LongLM
LongLM copied to clipboard
Question about equation 4 and Table 5 caption in paper
Hi! I have a question that may seem simple, but I think I'm overlooking something.
Assume Phi-2's context window is 2K. When we apply a group size ($G_s$) of 4 and neighbor tokens ($w_n$) of 512, according to Equation 4: $(L - w_n) \times G_s + w_n$, the calculated extended pre-training length is approximately $(2K - 0.5K) \times 4 + 0.5K = 6.5K$.
However, in the paper, the caption of Table 5 states:
The vanilla Phi-2 has a 2k context window. SelfExtend extends Phi-2 to 4K ($G_s=4, w_n=512$), 6K ($G_s=8, w_n=512$).
Considering Phi-2's maximum token length is 2K, I am puzzled as to how the extended lengths of 4K and 6K are derived. What am I missing here? Any insights would be greatly appreciated.

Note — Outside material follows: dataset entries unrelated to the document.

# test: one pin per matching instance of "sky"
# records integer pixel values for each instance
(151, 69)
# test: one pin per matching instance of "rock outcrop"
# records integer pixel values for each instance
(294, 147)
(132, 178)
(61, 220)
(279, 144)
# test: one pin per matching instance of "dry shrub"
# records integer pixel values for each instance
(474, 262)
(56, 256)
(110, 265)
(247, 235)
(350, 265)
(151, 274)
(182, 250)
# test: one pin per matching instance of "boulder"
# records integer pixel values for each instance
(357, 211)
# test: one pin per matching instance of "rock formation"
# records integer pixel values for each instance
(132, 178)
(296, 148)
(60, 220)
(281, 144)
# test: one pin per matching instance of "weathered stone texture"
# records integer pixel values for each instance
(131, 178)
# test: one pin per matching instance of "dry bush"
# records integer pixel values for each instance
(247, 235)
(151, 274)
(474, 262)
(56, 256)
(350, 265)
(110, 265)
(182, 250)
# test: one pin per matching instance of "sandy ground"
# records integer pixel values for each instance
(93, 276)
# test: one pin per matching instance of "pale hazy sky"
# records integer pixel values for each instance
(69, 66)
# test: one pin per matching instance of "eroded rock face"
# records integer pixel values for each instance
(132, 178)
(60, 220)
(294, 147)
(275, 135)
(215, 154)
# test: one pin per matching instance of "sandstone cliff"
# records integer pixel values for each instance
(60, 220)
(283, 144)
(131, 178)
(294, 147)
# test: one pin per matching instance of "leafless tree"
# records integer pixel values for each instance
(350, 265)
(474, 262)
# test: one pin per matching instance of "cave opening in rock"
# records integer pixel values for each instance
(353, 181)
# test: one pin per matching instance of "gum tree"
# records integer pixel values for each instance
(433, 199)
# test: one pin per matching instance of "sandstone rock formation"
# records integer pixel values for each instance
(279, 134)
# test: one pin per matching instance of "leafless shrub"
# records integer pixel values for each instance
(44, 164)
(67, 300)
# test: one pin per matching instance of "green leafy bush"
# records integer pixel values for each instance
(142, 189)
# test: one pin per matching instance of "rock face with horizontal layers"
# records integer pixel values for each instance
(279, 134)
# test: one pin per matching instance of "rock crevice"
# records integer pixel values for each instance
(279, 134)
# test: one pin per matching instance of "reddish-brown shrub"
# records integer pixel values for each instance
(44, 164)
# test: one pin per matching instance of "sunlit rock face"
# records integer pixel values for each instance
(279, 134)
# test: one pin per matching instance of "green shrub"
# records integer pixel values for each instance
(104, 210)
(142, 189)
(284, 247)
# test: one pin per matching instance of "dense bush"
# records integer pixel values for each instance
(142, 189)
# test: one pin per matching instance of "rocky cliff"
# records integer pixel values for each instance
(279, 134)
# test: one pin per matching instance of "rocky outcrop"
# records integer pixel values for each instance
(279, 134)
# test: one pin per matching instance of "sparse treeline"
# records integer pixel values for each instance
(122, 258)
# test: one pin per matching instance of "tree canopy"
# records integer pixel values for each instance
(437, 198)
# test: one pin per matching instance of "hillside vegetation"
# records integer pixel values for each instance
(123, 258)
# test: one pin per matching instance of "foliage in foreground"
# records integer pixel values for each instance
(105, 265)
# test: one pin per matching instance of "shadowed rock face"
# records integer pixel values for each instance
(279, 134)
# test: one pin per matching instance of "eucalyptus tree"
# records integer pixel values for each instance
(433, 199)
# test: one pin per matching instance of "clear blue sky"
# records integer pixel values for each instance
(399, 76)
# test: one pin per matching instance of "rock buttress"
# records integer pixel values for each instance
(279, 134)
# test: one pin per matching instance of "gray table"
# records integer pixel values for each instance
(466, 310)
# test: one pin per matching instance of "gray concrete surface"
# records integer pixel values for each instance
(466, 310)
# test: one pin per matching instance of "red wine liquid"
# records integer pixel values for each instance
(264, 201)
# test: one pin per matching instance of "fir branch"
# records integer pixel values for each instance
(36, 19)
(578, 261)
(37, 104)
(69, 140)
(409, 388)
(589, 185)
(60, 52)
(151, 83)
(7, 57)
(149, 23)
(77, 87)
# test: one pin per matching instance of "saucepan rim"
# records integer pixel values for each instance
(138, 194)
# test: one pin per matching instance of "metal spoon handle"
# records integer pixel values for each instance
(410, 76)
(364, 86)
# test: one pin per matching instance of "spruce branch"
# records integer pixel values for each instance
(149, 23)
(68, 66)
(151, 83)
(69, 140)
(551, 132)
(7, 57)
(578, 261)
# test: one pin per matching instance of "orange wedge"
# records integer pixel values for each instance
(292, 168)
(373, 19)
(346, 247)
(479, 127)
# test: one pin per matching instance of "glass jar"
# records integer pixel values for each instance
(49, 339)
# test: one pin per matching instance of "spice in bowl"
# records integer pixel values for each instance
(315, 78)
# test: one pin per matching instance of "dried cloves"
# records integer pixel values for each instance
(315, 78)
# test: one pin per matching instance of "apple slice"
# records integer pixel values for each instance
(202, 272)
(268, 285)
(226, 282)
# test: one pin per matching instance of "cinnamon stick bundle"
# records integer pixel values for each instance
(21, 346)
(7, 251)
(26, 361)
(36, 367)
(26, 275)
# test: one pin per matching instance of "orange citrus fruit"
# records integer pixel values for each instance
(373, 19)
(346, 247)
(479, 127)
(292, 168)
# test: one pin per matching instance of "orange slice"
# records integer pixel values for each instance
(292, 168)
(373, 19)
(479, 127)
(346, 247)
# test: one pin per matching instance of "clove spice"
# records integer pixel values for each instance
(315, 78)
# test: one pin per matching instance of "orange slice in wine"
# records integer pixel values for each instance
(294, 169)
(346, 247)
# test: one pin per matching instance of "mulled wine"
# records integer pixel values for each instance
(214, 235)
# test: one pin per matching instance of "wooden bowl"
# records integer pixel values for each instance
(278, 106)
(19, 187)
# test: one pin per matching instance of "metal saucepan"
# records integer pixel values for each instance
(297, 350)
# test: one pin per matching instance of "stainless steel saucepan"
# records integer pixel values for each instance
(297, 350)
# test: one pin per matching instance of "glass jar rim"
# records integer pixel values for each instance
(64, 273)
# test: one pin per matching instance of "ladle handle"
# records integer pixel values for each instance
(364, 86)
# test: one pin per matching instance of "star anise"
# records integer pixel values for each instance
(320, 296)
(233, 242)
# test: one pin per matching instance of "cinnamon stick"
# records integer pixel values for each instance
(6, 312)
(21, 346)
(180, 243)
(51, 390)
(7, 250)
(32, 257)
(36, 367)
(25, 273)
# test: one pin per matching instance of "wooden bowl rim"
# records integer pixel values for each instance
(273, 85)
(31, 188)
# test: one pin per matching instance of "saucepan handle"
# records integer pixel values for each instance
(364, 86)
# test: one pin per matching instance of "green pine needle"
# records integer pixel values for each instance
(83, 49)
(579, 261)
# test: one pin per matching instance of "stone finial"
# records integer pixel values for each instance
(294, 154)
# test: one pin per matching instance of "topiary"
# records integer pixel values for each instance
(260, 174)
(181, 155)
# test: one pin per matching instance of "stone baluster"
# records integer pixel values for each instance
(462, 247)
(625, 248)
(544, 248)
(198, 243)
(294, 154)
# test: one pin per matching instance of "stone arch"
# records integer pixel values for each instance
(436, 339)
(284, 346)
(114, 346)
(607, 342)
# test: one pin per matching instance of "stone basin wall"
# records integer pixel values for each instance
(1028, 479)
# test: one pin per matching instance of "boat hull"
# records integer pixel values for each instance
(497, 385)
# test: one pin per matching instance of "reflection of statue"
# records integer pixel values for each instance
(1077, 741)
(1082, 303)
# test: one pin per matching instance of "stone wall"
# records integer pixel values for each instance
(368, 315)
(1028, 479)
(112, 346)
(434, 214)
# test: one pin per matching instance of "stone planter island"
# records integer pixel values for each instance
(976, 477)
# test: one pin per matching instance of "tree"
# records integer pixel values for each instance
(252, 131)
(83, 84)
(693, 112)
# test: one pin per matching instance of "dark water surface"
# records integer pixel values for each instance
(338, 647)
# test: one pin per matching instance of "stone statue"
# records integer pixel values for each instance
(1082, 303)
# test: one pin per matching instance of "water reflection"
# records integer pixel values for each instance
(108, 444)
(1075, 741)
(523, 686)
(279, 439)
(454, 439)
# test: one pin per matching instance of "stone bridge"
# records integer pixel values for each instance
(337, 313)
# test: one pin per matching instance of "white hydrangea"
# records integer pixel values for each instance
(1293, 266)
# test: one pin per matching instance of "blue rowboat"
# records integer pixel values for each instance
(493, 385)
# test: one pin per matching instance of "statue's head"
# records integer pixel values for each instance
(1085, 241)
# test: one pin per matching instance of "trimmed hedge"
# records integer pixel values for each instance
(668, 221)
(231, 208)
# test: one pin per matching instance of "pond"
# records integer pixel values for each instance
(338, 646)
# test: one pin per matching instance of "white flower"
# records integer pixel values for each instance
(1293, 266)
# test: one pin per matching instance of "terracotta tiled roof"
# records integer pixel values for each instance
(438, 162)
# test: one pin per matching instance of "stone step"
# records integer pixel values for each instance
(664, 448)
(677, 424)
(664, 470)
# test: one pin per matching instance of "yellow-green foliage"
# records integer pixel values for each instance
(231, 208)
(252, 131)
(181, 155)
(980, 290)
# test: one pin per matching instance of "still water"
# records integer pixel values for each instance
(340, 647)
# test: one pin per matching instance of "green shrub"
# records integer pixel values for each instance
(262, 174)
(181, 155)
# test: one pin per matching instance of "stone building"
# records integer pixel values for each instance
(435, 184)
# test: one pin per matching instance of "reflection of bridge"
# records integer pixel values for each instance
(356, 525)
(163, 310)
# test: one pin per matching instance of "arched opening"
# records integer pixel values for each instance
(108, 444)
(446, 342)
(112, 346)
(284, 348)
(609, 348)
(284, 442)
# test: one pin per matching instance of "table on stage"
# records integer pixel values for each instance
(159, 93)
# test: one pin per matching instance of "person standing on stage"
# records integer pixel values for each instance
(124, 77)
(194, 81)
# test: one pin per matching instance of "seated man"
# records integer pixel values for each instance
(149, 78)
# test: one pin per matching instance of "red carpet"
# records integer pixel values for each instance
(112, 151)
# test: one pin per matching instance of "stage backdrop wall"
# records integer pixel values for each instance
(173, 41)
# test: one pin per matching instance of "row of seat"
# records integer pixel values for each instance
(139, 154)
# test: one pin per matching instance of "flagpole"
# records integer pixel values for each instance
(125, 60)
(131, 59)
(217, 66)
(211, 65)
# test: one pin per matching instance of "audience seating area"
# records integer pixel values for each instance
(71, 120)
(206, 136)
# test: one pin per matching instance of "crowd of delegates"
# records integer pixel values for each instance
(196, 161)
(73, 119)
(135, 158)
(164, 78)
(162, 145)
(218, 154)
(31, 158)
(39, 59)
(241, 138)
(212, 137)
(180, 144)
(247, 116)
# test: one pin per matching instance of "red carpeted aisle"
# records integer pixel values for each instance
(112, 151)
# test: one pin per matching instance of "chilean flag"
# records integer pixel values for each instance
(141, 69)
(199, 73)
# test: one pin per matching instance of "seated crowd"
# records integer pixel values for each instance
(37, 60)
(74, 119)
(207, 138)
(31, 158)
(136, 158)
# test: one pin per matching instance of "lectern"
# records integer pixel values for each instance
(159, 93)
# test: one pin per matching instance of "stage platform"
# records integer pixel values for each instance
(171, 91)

Hi! We have some empirical results about this. You may check out this link: https://github.com/datamllab/LongLM?tab=readme-ov-file#3how-to-choose-the-group_size-and-neighbor_window. Hope this may help!
Thank you very much for the prompt response.
I believe considering the position indices that the pre-trained model fails to conduct effectively is an excellent observation. Taking these characteristics into account, it seems that the sensitivity of LongLM's hyper-parameters, as the authors claim, is indeed mild.
However, I still have some reservations about the inequality in Equation 4. If we consider setting the hyperparameters of the pre-trained model's max length (L) to range from 1/2 to 3/2 of its value, shouldn’t the hyperparameters in the caption of Table 5 be adjusted accordingly? For instance, perhaps using a smaller neighbor or a larger group size?
I mean, $L = 2, G_s=4, w_n=512$ is 6.5K, not 4K as stated in Table 5 caption. Would be appreciated any additional clarification you could provide. (btw, this method is really solid and performant)
Thanks in advance :)
If you are asking why we use this setting for 4k, actually, we just selected the two parameters arbitrarily as long as it works well and we never considered whether its maximum extended length (6.5k, as you said) is equal to the target length or not.
The maximum extended length is just a theoretical one, which cannot ensure best performance. It can only ensure the model still can generate something (i.e. Low PPL) rather than random generation. To obtain good performance, you'd better to follow our latest empirical study results (that link).